As noted before, I've been watching what I eat and exercising every day for a while now -- I'm currently at nearly 20 weeks of eating properly and 108 days in a row of exercise. I've proven to myself that I'm serious about this, and so decided to visit my new gym last night for a consultation on training. The first step is going to be full assessments of my resting and active metabolic rates, which will help me in planning my nutritional requirements (in the case of the resting rate) and will give me specific guidance on how to structure my cardiovascular workouts for maximum benefit (in the case of the active rate). After that, I'll make a decision about when and how to use a personal trainer.
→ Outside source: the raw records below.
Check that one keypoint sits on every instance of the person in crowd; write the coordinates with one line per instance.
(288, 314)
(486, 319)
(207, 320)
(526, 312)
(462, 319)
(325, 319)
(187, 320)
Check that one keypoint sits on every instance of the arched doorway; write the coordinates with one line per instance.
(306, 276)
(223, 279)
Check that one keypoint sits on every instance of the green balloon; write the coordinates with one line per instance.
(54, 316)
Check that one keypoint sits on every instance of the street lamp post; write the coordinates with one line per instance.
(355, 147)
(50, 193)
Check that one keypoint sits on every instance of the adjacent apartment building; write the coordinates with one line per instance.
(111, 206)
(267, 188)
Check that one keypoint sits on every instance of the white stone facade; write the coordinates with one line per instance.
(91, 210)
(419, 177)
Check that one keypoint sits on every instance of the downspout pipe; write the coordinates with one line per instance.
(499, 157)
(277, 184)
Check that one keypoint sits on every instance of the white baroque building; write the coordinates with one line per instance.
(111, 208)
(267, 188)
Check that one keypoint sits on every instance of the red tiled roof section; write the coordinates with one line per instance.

During the consultation, the trainer I met with, Matt, asked me about my goals for strength training (I already lift weights three times a week):

Me: Well, I'd like to be able to lift without some of the nagging pains I've had in my elbows and wrists.

Matt: We can help you with that. What else?

Me: In general, I'd like to see how strong I can get. I'm making reasonable progress on my own, but I think I could go much farther with someone to help guide me.

Matt: We can definitely help you there, and that's the kind of goal we like to work with. That's good. Anything else?

Me: I'd also like to keep the ability to lift more than my sons. We're very competitive.

I paused for a moment.

Me: Oh, gosh, did I just say that? I must sound like a horrible parent.

Matt: No, you don't. It's something we see a lot of. Our clients tend to be successful people, which means they're usually driven, competitive types. So you're not unusual and you're not horrible.

I'm sure it still sounds bad, but at least I'm not alone.

Matt: So you can lift more than them now?

Me: Yes.

Matt: How old are they?

Me: 20 and 18.

Matt: Not bad!

Now, in my defense, when I compete with my kids -- whether at bike riding, weight lifting, a pickup soccer game, one-on-one basketball, or anything else -- I figure I can't lose. If I win, then I feel good about myself. If they win, then I'm happy to see them pushing themselves and doing well. And even when I'm telling myself to push harder, to try to win, I'm also cheering them on, wanting them to do their best and try to win. It's kind of complex.

Am I the only parent who thinks like this?